Recently I have looked closely into being a Physician Assistant, Physical Therapist, or some sort of Counselor. As I looked into these possibilities I really came to believe that I can really do anything that I put my heart and mind to, nothing is outside the combined efforts of the Lord and myself. Being honest with myself, however, I really see that the outdoor adventure education setting really does make me happy. Outdoor environments where people can open up, have fun, unwind, learn, grow, and make memorable experiences with meaningful people. I love the mixture of education, leadership, recreation, and counseling that make up the experiences that my work provides. My only concern is supporting my future family financially in a secure manner. I really just want to do what's best for my family and not just for my own personal satisfaction, though I understand that a balance of the two is optimum. As for now, it will be something that I will ponder upon over the summer and seek to plan out the best I can.
I really enjoy our FHE sisters as well, they are all very charming young ladies and know how to have a fun time. This past monday we played signs and a game with circus peanuts. We all laughed a lot, but not quite as much as Amy, our FHE mom. It is soooo fun to get her laughing because she can't stop and sometimes has to leave the room to regain composure. We all love it so much.

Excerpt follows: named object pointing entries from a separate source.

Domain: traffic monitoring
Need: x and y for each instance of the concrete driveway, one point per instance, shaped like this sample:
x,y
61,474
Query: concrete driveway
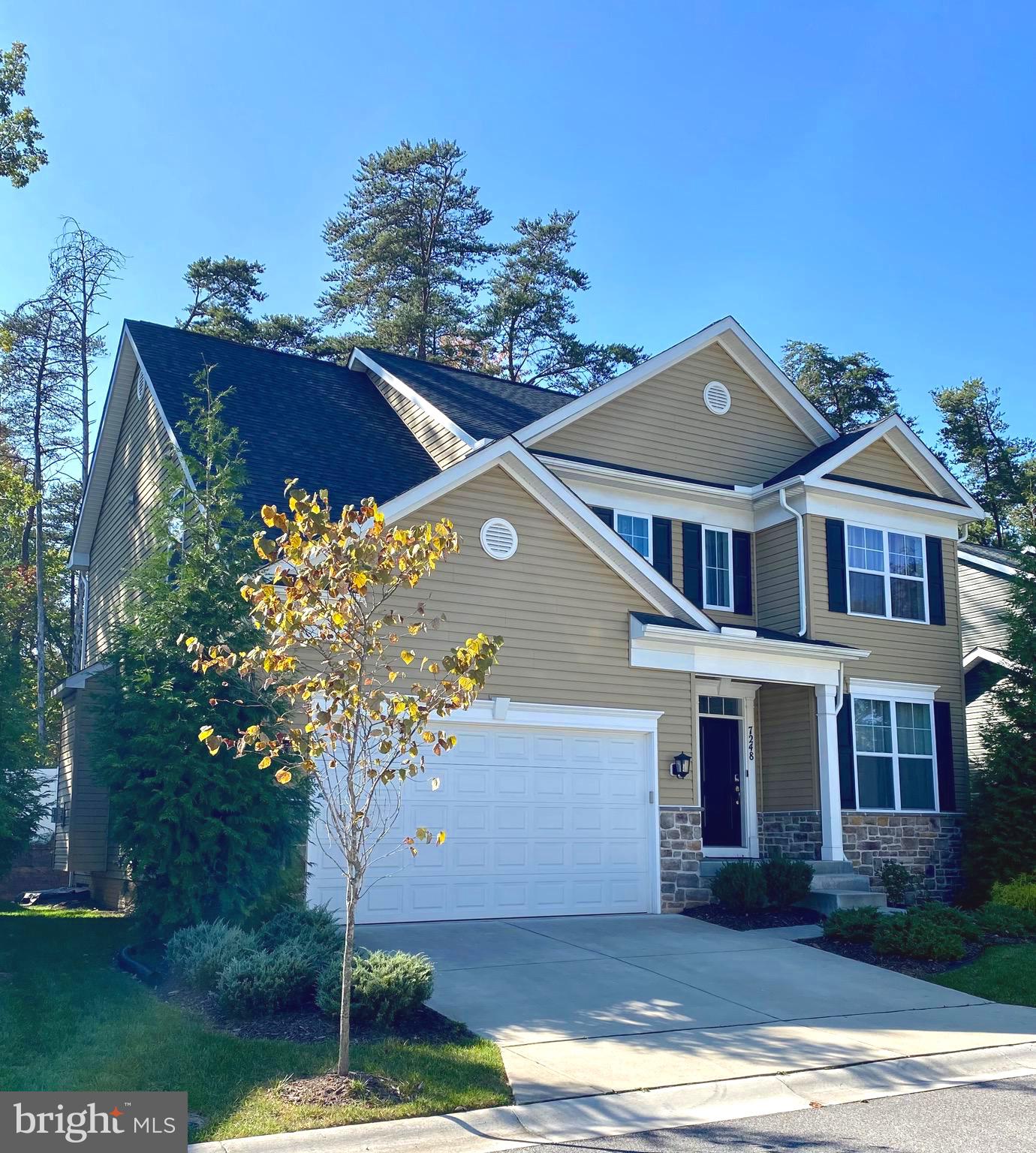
x,y
601,1004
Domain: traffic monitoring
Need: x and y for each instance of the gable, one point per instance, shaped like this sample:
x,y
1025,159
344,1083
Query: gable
x,y
664,423
881,464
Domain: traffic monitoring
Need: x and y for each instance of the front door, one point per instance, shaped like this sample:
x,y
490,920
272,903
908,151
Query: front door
x,y
721,782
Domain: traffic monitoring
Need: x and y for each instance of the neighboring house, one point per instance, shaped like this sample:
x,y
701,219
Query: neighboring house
x,y
729,631
986,578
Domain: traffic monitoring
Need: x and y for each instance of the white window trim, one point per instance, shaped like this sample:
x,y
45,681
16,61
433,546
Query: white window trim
x,y
904,694
638,516
887,574
729,534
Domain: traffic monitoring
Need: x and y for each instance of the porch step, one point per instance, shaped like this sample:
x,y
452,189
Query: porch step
x,y
827,901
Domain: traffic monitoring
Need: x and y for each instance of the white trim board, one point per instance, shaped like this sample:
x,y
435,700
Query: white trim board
x,y
736,342
523,467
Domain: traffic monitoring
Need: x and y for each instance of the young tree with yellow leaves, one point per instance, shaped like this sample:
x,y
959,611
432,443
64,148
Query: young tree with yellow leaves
x,y
335,651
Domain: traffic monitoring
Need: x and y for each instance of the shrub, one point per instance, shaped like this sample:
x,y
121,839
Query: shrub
x,y
739,886
1019,894
199,955
956,920
917,937
386,986
264,983
855,925
896,880
1005,920
787,881
297,922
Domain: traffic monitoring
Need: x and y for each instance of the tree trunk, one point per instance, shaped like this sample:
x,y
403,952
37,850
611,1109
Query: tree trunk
x,y
346,979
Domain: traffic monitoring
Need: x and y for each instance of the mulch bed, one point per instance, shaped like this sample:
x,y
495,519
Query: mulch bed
x,y
908,965
309,1026
767,919
330,1090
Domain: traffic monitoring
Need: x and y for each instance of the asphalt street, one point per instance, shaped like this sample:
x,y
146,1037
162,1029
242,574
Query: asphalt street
x,y
986,1118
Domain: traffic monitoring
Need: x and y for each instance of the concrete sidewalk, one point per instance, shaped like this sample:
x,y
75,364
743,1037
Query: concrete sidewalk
x,y
586,1006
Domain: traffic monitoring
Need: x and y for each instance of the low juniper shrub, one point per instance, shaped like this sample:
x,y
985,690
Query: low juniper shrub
x,y
741,886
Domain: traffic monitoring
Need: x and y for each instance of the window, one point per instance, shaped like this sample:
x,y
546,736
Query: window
x,y
877,589
896,766
636,531
718,594
720,706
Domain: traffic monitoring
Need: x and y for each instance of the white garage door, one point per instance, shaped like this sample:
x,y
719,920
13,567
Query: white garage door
x,y
540,822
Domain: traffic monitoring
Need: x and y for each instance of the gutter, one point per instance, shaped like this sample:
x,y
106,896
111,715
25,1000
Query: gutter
x,y
801,544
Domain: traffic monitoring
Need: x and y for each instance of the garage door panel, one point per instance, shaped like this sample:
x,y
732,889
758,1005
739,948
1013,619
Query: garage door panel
x,y
538,822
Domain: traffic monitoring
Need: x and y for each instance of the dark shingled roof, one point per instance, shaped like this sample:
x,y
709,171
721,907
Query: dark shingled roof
x,y
817,457
483,406
297,417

Oh, and I deactivated my Facebook account again, which feels so good. Last time I did it was about a month before I helped put on the Raise the Roof charity event and I had to activate my account for marketing purposes. I'm just glad it's gone again. My sister, Jennie, just texted me the other day and said that she decided to deactivate hers as well, though I don't think she has experienced the full beauty of the choice just yet. Mandy, my other sister, turned hers off a long time ago and hasn't regretted it. Now, I know Facebook isn't inherently bad, I'm just saying that for me, it is something that I do better without than with.
I hope I write in my journal more this summer, I'll definitely have the time, I just hope I find the motivation. Well, good night, sleep well, most likely kill you in the morning.